STAT 29000: Project 15 — Fall 2020

Motivation: We’ve done a lot of work with SQL this semester. Let’s review concepts in this project and mix and match R and SQL to solve data-driven problems.

Context: In this project, we will reinforce topics you’ve already learned, with a focus on SQL.

Scope: SQL, sqlite, R

Learning objectives
  • Write and run SQL queries in sqlite on real-world data.

  • Use SQL from within R.

Dataset

The following questions will use the dataset found in Scholar:

/class/datamine/data/movies_and_tv/imdb.db

Questions

Question 1

What is the first year where our database has > 1000 titles? Use the premiered column in the titles table as our year. What year has the most titles?

There could be missing values in premiered. We want to avoid them in SQL queries, for now. You can learn more about the missing values (or NULL) in SQL here.

Items to submit
  • SQL queries used to answer the questions.

  • What year is the first year to have > 1000 titles?

  • What year has the most titles?

Question 2

What, and how many, unique type are there from the titles table? For the year found in question (1) with the most titles, how many titles of each type are there?

Items to submit
  • SQL queries used to answer the questions.

  • How many and what are the unique types from the titles table?

  • A list of type and and count for the year (premiered) that had the most titles.

F.R.I.E.N.D.S is a popular tv show. They have an interesting naming convention for the names of their episodes. They all begin with the text "The One …​". There are 6 primary characters in the show: Chandler, Joey, Monica, Phoebe, Rachel, and Ross.
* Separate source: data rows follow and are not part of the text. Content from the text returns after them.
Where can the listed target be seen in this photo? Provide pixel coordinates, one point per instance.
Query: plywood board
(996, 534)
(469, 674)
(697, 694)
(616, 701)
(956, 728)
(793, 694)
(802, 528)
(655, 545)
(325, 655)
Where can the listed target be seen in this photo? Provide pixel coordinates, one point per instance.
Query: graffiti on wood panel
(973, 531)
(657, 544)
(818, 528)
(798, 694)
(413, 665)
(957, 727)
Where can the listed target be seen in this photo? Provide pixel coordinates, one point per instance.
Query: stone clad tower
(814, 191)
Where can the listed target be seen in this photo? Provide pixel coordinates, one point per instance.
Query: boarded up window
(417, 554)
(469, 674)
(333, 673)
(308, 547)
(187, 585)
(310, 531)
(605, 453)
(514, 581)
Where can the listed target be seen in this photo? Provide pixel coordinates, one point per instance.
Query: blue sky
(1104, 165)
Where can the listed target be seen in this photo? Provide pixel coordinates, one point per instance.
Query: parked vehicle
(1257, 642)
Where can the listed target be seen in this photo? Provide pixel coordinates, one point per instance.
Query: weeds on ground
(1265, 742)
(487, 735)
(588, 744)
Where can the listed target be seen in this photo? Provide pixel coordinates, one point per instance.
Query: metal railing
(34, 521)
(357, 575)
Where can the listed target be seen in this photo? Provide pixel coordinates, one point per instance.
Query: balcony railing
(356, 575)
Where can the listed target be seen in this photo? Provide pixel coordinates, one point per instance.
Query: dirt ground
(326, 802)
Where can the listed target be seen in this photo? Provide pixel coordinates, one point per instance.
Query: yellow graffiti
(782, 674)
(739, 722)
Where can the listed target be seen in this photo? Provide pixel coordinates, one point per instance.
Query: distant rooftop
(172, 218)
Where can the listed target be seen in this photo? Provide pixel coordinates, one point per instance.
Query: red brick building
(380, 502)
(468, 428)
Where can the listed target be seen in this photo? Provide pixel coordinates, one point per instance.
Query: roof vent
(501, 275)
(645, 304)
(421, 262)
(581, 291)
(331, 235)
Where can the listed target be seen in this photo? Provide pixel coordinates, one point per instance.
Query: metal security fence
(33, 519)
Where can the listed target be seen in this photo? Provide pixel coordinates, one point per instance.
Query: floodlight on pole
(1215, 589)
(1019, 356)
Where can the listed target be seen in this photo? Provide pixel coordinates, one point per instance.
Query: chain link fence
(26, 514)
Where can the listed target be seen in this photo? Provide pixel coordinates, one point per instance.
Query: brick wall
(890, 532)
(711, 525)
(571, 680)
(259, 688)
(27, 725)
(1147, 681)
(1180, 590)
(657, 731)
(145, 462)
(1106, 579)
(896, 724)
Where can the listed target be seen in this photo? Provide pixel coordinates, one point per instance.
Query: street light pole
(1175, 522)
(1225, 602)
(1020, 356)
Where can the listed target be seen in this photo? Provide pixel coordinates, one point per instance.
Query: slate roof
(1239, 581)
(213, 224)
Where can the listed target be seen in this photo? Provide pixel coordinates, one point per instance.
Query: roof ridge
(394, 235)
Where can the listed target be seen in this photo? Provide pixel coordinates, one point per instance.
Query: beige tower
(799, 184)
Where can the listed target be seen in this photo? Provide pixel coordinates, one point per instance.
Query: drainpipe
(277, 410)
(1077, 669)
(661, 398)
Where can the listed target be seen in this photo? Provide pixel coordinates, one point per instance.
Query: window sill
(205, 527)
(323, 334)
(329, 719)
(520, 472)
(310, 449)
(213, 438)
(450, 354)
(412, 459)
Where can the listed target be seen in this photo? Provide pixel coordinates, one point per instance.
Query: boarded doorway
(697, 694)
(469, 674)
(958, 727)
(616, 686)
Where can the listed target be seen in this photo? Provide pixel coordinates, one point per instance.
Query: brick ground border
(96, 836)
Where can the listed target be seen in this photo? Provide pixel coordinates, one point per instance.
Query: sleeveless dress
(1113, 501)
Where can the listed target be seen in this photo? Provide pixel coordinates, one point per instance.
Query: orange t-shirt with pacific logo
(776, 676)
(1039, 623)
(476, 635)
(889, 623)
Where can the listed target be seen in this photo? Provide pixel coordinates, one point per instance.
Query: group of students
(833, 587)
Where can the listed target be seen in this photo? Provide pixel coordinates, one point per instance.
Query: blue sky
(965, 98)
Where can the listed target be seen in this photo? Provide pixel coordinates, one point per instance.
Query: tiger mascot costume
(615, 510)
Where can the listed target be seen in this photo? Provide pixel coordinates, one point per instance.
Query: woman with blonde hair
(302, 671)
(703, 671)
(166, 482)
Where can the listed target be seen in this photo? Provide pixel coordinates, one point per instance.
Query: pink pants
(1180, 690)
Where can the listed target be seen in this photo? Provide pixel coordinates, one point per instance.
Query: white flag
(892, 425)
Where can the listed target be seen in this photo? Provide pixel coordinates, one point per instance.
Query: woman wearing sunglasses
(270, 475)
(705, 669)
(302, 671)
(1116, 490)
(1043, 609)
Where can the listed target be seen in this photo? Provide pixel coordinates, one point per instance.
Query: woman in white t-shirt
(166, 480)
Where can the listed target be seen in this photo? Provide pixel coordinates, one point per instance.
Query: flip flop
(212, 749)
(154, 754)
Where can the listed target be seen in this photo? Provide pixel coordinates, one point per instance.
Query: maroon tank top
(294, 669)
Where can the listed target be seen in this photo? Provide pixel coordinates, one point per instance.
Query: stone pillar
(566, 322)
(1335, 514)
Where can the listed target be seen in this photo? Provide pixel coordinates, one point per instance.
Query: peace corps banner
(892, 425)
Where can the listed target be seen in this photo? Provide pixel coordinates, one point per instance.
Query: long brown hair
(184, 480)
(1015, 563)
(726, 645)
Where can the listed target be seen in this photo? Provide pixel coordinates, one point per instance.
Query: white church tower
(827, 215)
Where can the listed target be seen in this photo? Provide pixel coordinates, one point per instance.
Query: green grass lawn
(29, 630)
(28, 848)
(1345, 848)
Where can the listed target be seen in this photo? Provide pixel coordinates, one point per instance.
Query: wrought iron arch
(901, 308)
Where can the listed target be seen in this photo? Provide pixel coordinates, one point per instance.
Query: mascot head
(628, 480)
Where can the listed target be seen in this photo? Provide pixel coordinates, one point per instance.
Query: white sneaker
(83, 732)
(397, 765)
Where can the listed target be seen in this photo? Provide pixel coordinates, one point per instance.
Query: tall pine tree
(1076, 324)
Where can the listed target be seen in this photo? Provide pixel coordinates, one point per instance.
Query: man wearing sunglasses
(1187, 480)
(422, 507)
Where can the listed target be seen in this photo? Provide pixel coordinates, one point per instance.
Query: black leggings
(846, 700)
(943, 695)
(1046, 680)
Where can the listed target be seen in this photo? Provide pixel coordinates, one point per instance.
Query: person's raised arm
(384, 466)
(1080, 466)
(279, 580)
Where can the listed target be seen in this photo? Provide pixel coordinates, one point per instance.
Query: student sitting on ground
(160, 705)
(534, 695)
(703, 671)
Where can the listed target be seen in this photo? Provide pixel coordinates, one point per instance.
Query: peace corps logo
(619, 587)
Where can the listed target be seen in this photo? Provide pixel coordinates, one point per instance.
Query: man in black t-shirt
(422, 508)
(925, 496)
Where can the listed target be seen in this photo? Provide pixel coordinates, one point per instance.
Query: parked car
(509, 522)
Let’s use SQL and R to take a look at how many times each characters' names appear in the title of the episodes.

Question 3

Write a query that gets the episode_title_id, primary_title, rating, and votes, of all of the episodes of Friends (title_id is tt0108778).

You can slightly modify the solution to question (5) in project 13.

Items to submit
  • SQL query used to answer the question.

  • First 5 results of the query.

Question 4

Now that you have a working query, connect to the database and run the query to get the data into an R data frame. In previous projects, we learned how to used regular expressions to search for text. For each character, how many episodes `primary_title`s contained their name?

Items to submit
  • R code in a code chunk that was used to find the solution.

  • The solution pasted below the code chunk.

Question 5

Create a graphic showing our results in (4) using your favorite package. Make sure the plot has a good title, x-label, y-label, and try to incorporate some of the following colors: #273c8b, #bd253a, #016f7c, #f56934, #016c5a, #9055b1, #eaab37.

Items to submit
  • The R code used to generate the graphic.

  • The graphic in a png or jpg/jpeg format.

Question 6

Use a combination of SQL and R to find which of the following 3 genres has the highest average rating for movies (see type column from titles table): Romance, Comedy, Animation. In the titles table, you can find the genres in the genres column. There may be some overlap (i.e. a movie may have more than one genre), this is ok.

To query rows which have the genre Action as one of its genres:

SELECT * FROM titles WHERE genres LIKE '%action%';
Items to submit
  • Any code you used to solve the problem in a code chunk.

  • The average rating of each of the genres listed for movies.